According to Freese, the Meals on Wheels program as a whole delivers about 80,000 meals a year to 660 different clients in eight southeastern Minnesota counties. Chatfield averaged about six meals a day in September, with 110 meals delivered that month.
“I wouldn’t be surprised for a town like Chatfield to have 20-25 meals going out, because they’re that large of a community,” she said. “I think some of it is some people don’t understand the program.”
Meals on Wheels is open to anyone 60 and older who needs a meal delivered to their home. While specific qualifications can vary by location, Chatfield’s services, supported by the Older Americans Act, is not finance-based or only for low-income individuals. Clients have the opportunity to donate for their meals, but no one is denied due to an inability to pay. The meals are delivered Monday through Friday, with extra meals provided for the weekends if requested.
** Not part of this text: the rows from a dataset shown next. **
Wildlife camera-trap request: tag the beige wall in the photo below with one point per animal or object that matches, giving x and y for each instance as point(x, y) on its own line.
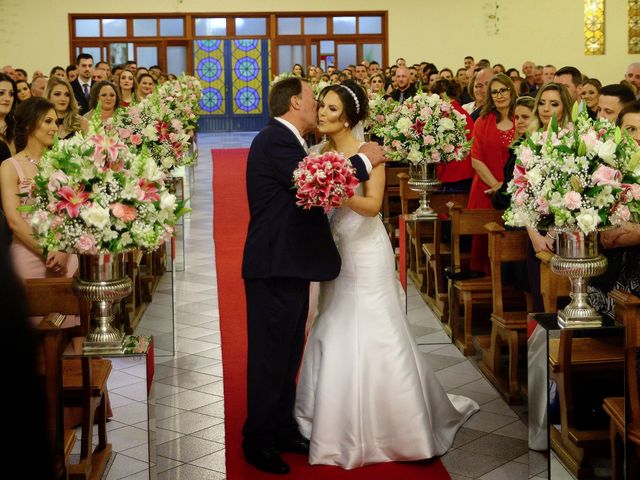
point(34, 33)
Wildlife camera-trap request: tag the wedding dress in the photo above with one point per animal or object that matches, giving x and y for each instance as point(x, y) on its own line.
point(365, 392)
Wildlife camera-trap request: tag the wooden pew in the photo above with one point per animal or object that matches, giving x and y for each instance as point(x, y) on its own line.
point(84, 379)
point(576, 361)
point(626, 435)
point(508, 327)
point(468, 293)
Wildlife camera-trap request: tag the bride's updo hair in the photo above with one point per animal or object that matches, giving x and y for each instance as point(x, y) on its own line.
point(354, 99)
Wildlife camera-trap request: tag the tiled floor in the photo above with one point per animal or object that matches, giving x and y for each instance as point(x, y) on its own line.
point(188, 385)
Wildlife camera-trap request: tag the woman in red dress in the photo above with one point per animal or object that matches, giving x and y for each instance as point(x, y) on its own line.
point(492, 134)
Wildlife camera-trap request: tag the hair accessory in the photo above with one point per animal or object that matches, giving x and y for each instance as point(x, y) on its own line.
point(355, 97)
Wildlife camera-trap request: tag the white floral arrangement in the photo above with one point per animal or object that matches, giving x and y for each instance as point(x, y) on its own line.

Under certain circumstances, the service also provides meals for people with disabilities or recovering from illness and those discharging from a hospital or care center.
Freese said the program can’t be adequately used if people simply don’t know about it.
“I think some of it deals with families being farther away from their loved ones, so they’re not as prone to see what’s going on with Mom and Dad as they used to be able to,” Freese said. “Because they used to live in the community, they knew what services were available, where I don’t think that’s the case anymore. When our people deliver that meal, they make sure that your loved one is safe in their home and they’re getting a hot meal. I think it’s just a really good pairing — it keeps them in their homes, and that’s where they want to be and where they’re most happy.”
While the number of clients in Chatfield is low, Freese said they have enough volunteers to serve many, many more.
“We figure (Meals on Wheels) has more than 1,200 volunteers who help, and they probably donate more than 51,000 hours in a year,” she said. “We have wonderful people willing to deliver the meals in Chatfield, but we can always use more. The more hands, the less the load. If we did not have an army of volunteers, there would be no Meals on Wheels program in any of our counties.”
Volunteers such as Sandy Gathje, who delivered to Wright-Lorch on Monday, are often coordinated through local churches. Gathje said she got involved through her ministry at Calvary Baptist Church, which has been involved in Meals on Wheels for several years. She thinks the program is important for the community and hopes it will continue and grow.
“If we were older and can’t get around, it would be nice to have someone pop in, deliver a meal and see how we’re doing,” Gathje said.